The question is what was the aim of bringing such matter to the surface by this official now? Is he only trying to smash his rival by showing how corrupt he is? Or is he trying to court the central government in Baghdad after March 7 national elections took the title away of post-Saddam era kingmakers from the Kurds?

Sunday, 11 July 2010

Kurds deny smuggling of crude, refined products to Iran

As it was expected, Iraq's self-ruled northern Kurdish regional government denied Sunday the report made by The New York Times July 8 about smuggling crude and refined products to Iran for the benefit of the main two political parties as "inaccurate" and of course they continue to say that they work for all Iraq.

The denial statement came as the correspondent of the pan-Arab and Dubai-based Al-Arabiya TV, Ahmed Al-Salih, matched the Times report. Al-Salih managed to show the lines of hundreds of tankers waiting to enter Iran and also interviewed with the drivers.

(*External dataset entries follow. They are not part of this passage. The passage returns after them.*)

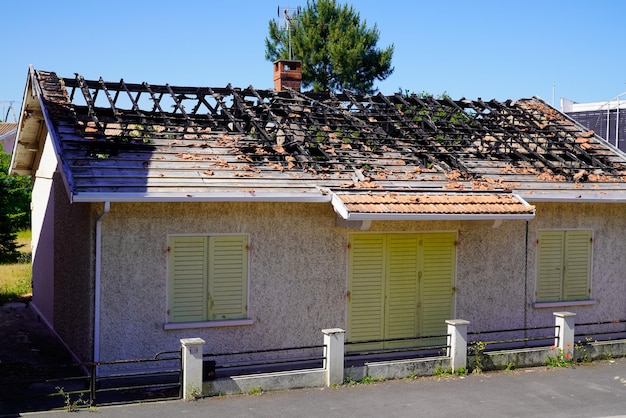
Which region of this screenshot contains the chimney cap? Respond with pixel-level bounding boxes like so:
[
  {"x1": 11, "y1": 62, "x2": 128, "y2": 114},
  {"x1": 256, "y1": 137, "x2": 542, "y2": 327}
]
[{"x1": 274, "y1": 59, "x2": 302, "y2": 91}]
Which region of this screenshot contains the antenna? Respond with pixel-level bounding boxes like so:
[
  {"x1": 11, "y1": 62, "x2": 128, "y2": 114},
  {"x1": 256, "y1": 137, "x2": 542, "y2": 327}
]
[
  {"x1": 277, "y1": 6, "x2": 300, "y2": 60},
  {"x1": 0, "y1": 101, "x2": 17, "y2": 122}
]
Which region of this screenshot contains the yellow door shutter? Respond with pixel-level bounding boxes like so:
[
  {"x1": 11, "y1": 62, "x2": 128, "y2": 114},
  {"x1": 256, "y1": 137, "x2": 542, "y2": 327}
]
[
  {"x1": 168, "y1": 237, "x2": 207, "y2": 322},
  {"x1": 347, "y1": 234, "x2": 385, "y2": 350},
  {"x1": 420, "y1": 233, "x2": 456, "y2": 335},
  {"x1": 536, "y1": 231, "x2": 565, "y2": 302},
  {"x1": 563, "y1": 230, "x2": 591, "y2": 300},
  {"x1": 385, "y1": 234, "x2": 419, "y2": 348},
  {"x1": 208, "y1": 235, "x2": 248, "y2": 320}
]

In a bid to show how the central government is angry and worry about the smuggling, the government spokesman Ali Al-Dabbagh called the TV's video as a "clear evidence" that smuggling was talking place. "We will be contacting the Kurdish authorities to work together to put a stop to this phenomenon," Al-Dabbagh said.

Of course, Al-Dabbagh's statement was only a show as they will never be able to stop it as it is happening with many issues. In addition to that Iraq's Prime Minister will not dare to annoy the Kurds as he's begging for support from political factions to secure a second term in office.

Friday, 9 July 2010

Iraq's Kurds run their own oil kingdom

Iraq's Kurds in the northern self-ruled region are running their own oil kingdom by awarding oil deals solely and smuggling crude and refined products to Iran to fill their pockets, this is the core of today's New York Times article.

The Times' Sam Dagher investigates the corruption among the officials of the region's two main political parties who have turned into lieges since 1990s and have done whatever they please while Baghdad government is engulfed with its own problems and knows nothing or can't do anything.

Dagher's story also illustrates how a weak Iraq is in the benefit of the Kurds who are the only winners of the 2003 U.S.-led invasion in Iraq. Instead of coming together to build a strong and unified country, Iraq's Arab politicians are totally preoccupied by their differences and fighting over chairs and this is what the Kurds want.